Imagine we have a lot of data of speed and temperature and that we know from domain experts about the 2 opposing relationships between the 2 variables, how do we disentangle the data points that were due to one relationship versus the ones that arose due to the other relationship? In other words, how do we find the shape of the demand and supply curves and how do we find the coefficients in equations 8 and 9? With the use of the mentioned exogenous factors: to find the supply curve we introduce factor G on the demand equation (9) which shifts the demand curve upwards exposing the slope of the supply curve, and introducing factor F on the supply equation which shifts the supply curve outwards and exposes the slope of the demand curve (i.e. the coefficients of the demand equation). An example of F could be sudden zero wind conditions that shift the supply curve outwards, which makes sense because now for the same engine temperature/engine power you get more speed than in rough weather conditions. An example of G would be an adoption of a less conservative attitude from the captain allowing for higher speeds even if temperatures are high.

In the second approach to solve the structural model using Vector Autoregression, we do not need to use any exogenous variables or restrictions to identify the system, we just accept all variables as endogenous, regress on their lags and proceed to use impulse response functions, Granger causality and forecasting to get accurate predictions of the variables of interest. This Vector Autoregression if run on benchmark data can give us the coefficients of how much each variable and its lags contribute to each other time series under normal conditions, and then if run on a period of “anomaly” it can highlight that the coefficients have changed therefore indicating that a variable has changed and does not affect the dependent variable the same anymore. This is a robust way of detecting if a series is experiencing an anomaly.

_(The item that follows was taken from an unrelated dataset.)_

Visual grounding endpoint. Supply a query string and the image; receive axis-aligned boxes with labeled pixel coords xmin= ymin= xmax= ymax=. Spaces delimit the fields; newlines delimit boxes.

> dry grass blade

Vector Error Correction Model

As an extension of the VAR model, one can leverage the Concept of Cointegration and build an Error Correction or Vector Error Correction Model (VECM). Cointegration occurs when 2 or more non-stationary variables, when regressed on one another, have a stationary residual time series. Two time series that are trend stationary, which means that they have a trend, if the “difference” between them is stationary i.e. with constant mean, then the 2 series are cointegrated. This means that in the long run the 2 series are correlated; the cointegrating relationship captures the long run relationship. The VECM combines the short run deviations together with the cointegrating relationship in 1 model. So one can imagine that we could have the long run (benchmark) relationship of the variables in the cointegrating part of the VECM, and the short term deviations (anomalies) captured in the remaining part of the model. That could be a novel way to use VECM.

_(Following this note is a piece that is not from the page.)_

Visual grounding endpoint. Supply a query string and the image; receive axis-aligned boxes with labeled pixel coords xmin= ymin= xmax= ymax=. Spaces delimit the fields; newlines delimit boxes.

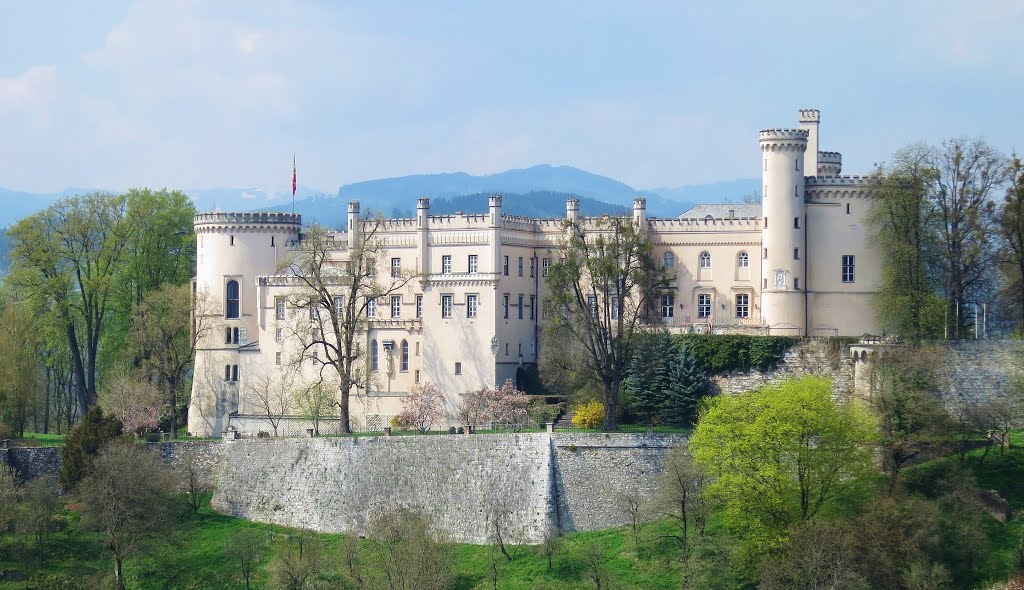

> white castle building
xmin=188 ymin=110 xmax=880 ymax=436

Principal Component Analysis

Additionally, we could use Principal Component Analysis or Dynamic Factor models, to find which time series co-move and can be represented by only 1 latent variable instead. The factor loadings i.e. the selection of the variables to be included under every latent factor would therefore propose which variables are “correlated” under normal conditions.

Correlations

Otherwise a simpler approach is to find correlations among the time series (ignoring time as an explanatory dimension).